The story of Black Sunday begins in the 1630s as a woman in Moldavia is about to be burned for witchcraft. But first, a bronze devil mask is attached to her face with spikes. A storm breaks out and keeps the woman, Princess Asa Vajda (Barbara Steele) from being burned at the stake; instead, she’s just buried alive. Two hundred years later she’s found in a grave by Dr. Choma Kruvajan (Andrea Checchi) and his assistant, Dr. Andrej Gorobec (John Richardson). Kruvajan accidentally brings Asa back to life and things, needless to say, start to go bad. Asa brings back her brother and lover, Igor Javutich (Arturo Dominici), to help with the mayhem.

Meanwhile, Gorobec meets a young woman, Katia Vajda, who looks just like her ancestor, Asa. The two fall in love, but Asa plans to take Katia’s young body as her own to continue her plans for death and destruction. Gorobec goes to a priest (Antonio Pierfederici) for help. The priest knows that Asa killed Kruvajan and brought him back as one of the undead. The priest also knows the way to kill the undead: a nail through the eye. (I don’t remember any classes on killing the undead in my seminary, but apparently Orthodox priests have a very different curriculum.)
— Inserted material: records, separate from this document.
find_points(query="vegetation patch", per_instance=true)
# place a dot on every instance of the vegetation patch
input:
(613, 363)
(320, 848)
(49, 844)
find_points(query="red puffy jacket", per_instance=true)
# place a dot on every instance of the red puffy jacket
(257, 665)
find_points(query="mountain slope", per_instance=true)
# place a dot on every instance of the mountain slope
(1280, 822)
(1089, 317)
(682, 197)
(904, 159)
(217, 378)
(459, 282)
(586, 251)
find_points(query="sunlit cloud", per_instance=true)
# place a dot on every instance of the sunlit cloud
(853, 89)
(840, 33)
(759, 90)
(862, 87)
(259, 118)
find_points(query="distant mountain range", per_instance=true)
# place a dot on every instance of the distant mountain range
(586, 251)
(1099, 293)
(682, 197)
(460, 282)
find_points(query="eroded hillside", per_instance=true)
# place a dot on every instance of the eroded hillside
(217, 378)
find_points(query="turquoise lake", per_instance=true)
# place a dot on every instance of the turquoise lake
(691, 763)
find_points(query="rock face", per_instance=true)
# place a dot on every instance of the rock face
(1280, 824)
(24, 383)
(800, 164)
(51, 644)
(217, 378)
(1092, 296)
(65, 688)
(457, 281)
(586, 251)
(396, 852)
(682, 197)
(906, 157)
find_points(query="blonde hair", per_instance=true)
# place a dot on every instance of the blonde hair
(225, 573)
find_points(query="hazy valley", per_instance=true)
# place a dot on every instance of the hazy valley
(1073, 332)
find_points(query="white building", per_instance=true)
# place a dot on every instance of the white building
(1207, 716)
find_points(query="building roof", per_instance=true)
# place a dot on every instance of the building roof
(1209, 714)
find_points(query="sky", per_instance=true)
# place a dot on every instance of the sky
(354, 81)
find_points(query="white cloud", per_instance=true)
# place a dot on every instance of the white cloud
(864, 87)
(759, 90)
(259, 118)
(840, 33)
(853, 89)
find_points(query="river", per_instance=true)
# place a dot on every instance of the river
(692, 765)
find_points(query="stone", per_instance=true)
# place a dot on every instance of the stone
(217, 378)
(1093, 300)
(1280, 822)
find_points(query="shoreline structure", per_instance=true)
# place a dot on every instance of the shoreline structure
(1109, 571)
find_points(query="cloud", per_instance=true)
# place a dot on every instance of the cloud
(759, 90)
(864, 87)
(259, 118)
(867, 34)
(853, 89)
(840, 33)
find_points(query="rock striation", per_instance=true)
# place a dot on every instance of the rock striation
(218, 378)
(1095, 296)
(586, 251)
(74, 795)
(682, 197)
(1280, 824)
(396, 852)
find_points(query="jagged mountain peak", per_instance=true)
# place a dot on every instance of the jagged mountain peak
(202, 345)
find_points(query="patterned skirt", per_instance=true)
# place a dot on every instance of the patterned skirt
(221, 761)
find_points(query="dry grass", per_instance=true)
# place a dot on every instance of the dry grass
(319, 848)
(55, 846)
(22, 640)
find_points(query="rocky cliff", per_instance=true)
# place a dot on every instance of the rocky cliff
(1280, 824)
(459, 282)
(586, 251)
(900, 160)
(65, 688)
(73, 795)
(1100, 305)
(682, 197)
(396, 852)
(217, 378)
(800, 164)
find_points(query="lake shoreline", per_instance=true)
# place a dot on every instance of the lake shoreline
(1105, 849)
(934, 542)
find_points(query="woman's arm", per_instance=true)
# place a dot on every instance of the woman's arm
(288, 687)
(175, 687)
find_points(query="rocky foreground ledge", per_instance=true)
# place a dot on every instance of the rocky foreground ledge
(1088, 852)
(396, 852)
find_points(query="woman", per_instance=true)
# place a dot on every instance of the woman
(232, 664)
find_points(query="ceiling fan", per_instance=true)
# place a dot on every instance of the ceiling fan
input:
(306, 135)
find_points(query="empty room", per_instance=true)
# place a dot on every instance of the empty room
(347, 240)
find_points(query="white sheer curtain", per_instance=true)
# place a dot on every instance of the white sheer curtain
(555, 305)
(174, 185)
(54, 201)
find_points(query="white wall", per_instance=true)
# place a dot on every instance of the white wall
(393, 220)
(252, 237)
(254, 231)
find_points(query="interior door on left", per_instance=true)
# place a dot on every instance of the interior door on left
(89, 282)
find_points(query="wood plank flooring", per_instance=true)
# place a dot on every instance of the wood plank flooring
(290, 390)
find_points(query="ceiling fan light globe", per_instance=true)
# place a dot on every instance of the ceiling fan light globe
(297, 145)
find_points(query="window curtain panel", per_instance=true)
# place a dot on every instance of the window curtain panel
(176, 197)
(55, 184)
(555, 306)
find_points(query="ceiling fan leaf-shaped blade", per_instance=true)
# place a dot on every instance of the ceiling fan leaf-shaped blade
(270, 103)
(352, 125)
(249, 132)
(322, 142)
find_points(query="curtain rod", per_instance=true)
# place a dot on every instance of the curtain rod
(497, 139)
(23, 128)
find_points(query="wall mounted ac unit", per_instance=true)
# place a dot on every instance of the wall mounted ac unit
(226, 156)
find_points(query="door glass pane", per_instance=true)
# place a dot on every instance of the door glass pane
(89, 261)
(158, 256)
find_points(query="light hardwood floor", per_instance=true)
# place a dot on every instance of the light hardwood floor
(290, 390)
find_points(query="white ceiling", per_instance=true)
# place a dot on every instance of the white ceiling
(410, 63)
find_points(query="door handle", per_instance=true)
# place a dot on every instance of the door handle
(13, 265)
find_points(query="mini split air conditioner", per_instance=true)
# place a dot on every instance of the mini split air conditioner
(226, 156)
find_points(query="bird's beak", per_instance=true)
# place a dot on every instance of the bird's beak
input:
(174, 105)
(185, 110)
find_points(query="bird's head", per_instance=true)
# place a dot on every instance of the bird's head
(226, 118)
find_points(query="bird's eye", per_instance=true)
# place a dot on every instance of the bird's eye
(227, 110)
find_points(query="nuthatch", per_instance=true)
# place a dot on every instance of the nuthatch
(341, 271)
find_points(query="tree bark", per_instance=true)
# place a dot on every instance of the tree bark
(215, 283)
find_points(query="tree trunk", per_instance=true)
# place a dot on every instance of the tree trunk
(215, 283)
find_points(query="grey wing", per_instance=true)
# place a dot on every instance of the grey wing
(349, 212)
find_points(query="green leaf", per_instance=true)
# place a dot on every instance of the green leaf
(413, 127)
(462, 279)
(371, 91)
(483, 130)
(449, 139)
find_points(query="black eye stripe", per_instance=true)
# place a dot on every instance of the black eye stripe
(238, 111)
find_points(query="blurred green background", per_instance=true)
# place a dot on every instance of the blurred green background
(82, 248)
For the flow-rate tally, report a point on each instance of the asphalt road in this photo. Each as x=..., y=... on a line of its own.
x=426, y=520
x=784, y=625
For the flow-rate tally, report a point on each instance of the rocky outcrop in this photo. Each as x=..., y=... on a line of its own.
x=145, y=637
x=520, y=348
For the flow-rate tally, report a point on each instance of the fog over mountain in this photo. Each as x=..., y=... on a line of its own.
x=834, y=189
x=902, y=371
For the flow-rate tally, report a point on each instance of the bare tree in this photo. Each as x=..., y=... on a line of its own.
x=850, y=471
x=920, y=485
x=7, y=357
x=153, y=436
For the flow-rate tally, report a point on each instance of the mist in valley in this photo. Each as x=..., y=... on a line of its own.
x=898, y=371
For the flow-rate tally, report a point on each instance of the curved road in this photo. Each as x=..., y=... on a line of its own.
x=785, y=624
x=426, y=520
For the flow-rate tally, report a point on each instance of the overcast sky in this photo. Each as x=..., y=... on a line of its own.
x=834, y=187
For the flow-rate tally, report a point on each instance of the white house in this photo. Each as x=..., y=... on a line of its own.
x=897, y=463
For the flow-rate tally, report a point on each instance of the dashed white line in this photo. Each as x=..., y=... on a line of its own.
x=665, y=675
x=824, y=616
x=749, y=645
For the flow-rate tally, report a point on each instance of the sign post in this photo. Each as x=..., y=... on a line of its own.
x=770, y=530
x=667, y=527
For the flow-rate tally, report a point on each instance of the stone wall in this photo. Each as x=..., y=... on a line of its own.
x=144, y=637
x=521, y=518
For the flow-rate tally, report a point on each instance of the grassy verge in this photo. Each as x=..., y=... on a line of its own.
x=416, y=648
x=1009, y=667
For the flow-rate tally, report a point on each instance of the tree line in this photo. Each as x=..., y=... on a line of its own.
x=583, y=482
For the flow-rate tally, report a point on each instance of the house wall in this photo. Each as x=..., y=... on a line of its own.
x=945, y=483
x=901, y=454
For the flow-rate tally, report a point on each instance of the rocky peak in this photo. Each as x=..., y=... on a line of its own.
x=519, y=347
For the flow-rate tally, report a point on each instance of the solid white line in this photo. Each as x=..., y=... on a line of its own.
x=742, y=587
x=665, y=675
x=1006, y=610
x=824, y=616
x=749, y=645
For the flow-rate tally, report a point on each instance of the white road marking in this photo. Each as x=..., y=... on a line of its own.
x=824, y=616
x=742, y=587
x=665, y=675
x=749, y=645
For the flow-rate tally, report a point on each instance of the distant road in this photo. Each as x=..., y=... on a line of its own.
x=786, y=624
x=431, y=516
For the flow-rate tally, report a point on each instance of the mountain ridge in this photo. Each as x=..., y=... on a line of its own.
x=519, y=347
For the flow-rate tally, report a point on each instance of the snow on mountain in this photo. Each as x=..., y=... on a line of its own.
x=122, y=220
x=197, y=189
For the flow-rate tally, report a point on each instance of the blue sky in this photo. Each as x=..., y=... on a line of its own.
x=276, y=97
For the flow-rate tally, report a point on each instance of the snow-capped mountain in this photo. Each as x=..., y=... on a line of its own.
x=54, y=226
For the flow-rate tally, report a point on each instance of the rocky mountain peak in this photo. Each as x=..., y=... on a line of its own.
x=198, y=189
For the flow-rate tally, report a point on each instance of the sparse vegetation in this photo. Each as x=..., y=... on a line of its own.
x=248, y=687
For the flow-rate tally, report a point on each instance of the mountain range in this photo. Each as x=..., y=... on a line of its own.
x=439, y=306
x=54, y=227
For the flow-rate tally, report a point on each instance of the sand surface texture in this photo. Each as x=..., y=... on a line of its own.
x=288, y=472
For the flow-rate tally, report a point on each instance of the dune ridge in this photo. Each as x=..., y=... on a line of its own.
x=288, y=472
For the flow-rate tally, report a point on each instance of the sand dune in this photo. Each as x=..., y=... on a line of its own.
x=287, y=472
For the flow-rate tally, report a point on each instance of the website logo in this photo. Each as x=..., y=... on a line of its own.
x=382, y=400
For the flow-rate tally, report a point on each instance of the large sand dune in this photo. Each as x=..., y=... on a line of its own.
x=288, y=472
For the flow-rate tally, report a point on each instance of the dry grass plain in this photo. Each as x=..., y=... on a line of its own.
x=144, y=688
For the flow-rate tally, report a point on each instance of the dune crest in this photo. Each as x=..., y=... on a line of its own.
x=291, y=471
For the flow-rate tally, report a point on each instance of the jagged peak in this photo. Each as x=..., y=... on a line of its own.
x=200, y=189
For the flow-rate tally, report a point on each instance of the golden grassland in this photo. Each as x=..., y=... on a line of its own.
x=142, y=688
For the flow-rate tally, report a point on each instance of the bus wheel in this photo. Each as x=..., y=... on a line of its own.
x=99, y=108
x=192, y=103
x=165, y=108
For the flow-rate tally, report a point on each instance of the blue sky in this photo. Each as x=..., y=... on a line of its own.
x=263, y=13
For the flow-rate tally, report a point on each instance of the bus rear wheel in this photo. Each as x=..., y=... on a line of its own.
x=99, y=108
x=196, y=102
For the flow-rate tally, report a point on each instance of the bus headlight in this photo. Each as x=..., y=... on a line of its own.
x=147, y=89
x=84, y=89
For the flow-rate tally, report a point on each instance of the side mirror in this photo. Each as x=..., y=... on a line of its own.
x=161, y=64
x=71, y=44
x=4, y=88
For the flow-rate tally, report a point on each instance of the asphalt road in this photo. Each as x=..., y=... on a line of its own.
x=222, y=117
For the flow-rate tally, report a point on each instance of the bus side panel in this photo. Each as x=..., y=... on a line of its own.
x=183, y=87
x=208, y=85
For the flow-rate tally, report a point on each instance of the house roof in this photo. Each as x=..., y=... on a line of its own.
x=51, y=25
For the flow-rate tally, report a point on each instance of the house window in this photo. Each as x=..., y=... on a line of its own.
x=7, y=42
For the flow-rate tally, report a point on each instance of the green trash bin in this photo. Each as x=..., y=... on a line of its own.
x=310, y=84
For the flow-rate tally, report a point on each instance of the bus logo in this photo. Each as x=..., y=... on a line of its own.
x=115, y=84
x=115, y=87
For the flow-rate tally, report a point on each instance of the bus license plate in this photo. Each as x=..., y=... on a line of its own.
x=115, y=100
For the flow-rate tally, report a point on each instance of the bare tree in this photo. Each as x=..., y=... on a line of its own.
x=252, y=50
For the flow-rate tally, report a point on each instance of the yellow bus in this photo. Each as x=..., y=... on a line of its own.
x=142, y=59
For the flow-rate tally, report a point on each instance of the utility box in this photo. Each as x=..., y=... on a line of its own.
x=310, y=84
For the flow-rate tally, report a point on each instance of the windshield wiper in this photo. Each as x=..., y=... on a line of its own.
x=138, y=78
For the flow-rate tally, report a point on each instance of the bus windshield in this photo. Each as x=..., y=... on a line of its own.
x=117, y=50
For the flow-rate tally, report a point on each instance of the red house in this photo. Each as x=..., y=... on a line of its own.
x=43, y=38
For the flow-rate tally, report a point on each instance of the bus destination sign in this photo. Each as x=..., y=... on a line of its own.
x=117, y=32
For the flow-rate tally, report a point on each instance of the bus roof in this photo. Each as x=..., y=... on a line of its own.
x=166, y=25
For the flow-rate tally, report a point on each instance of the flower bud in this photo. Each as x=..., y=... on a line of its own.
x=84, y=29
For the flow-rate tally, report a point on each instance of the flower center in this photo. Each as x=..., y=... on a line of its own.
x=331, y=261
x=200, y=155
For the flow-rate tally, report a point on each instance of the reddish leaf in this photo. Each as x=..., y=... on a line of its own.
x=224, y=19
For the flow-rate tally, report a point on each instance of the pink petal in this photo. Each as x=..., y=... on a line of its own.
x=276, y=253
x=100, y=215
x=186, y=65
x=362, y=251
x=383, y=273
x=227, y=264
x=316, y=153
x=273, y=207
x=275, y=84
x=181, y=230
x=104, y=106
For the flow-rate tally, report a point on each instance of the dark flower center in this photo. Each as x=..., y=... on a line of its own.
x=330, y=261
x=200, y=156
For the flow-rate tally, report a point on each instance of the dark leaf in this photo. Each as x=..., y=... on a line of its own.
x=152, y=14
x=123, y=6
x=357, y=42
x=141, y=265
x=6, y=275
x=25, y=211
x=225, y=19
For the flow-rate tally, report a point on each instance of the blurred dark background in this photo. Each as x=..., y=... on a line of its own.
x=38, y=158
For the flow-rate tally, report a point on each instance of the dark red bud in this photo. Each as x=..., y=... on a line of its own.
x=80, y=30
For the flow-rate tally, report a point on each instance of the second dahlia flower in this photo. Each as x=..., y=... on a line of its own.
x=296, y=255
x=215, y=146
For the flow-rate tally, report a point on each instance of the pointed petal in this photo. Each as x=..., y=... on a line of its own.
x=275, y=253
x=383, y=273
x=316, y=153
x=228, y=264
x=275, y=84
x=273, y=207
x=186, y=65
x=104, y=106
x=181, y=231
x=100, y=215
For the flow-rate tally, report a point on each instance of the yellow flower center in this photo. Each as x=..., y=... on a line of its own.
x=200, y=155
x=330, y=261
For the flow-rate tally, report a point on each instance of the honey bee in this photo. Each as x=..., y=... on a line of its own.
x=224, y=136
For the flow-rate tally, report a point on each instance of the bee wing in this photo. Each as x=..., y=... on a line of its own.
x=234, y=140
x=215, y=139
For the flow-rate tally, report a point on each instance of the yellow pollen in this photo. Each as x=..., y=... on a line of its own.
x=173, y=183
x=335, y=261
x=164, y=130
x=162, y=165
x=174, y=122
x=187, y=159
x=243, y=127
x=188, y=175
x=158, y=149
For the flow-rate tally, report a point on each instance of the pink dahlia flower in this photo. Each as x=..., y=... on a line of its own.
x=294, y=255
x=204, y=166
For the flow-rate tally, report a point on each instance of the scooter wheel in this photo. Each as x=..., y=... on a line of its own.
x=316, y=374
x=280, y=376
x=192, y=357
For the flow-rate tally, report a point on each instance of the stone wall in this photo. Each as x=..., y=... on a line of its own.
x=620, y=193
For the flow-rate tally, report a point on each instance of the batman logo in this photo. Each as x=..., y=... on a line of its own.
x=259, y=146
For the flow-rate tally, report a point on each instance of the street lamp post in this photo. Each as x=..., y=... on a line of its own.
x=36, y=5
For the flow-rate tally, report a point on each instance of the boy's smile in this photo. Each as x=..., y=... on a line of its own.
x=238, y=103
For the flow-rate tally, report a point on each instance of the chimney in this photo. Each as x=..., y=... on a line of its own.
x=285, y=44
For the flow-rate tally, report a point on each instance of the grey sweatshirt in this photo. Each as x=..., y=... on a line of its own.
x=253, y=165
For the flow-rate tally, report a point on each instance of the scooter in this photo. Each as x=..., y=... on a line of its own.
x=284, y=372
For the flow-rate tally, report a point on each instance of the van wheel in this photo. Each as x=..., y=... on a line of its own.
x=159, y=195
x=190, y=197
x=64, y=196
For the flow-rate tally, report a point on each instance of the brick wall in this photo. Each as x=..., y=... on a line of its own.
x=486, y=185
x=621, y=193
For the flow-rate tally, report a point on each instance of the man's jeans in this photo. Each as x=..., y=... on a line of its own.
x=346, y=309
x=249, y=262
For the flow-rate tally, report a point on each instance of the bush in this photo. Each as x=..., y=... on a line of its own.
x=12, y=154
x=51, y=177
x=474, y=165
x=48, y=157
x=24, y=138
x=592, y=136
The priest also leads the angry crowd of townsfolk with torches that finally get around to burning Asa to death. Understandably, with the good Catholic Bava telling the story, the priests (even the Orthodox priests) are the heroes.


Priests don’t come off nearly so well in 1967’s Viy, a much more faithful telling of Gogol’s short story. Co-writers/co-directors Konstantin Ershov and Gerogiy Kropachyov needed to answer to Soviet authorities when they made this film, and the government at that time was not fond of religion.

Viy tells pretty much the same story as Gogol told. Gogol claimed it was a folk tale, but there is no record of it existing before he told it.

Three seminarians are lost while on vacation and come to what they believe is a farmhouse, but actually, it is the home of an old witch (Kinolay Kutuzov), who tries to seduce one of the men, Khoma (Leonid Kuravlyov). Instead, she ends up taking him on a wild flight in the air. The man’s prayers, perhaps, bring them down to the ground where Khoma beats the witch with a club.


When Khoma returns to his seminary, the Rector (Pyotr Vesklyarov) tells him he must go to the home of a rich landowner and pray for the man’s dying daughter. But when he arrives, he finds that the daughter is already dead. The father tells Khoma that his daughter asked for the seminarian by name before she died. She requested that Khoma would stay three nights with her corpse, praying for her soul. He calls Khoma a saint, but the young man insists he isn’t (in fact, last Lent, he claims to have snuck off to be with the butcher’s wife).

After promises of gold and threats of lashing, Khoma goes to the church, where he is locked in with the corpse for three nights. On the first night, the young woman (Natalya Varley) comes back to life and taunts Khoma, but he protects himself by drawing a chalk circle on the floor around himself and prays. The second night, Khoma fortifies himself by getting drunk. The corpse comes after him in a flying coffin, but he again survives the night. On the third night, the woman transforms into the witch and summons all sorts of demons, including Viy, a demon who can see all things. Khoma doesn’t survive the night. His friends mourn him but wonder if he might have survived if only he had a little more courage.


The clergy in this film are not heroes. The Rector sends Khoma because he is given a bribe. When the seminarians are on vacation, they get drunk, steal food, and assault women. These characters aren’t too wonderful in the original short story but are worse in the film.

It's an interesting piece of trivia that Black Sunday is considered the first Italian horror film and Viy is considered the first horror film. I believe Christians can learn from both films: to be like the priest in Black Sunday who earns our Four Steeple rating, and to not be like the seminarians of Viy who earn a One Steeple Rating.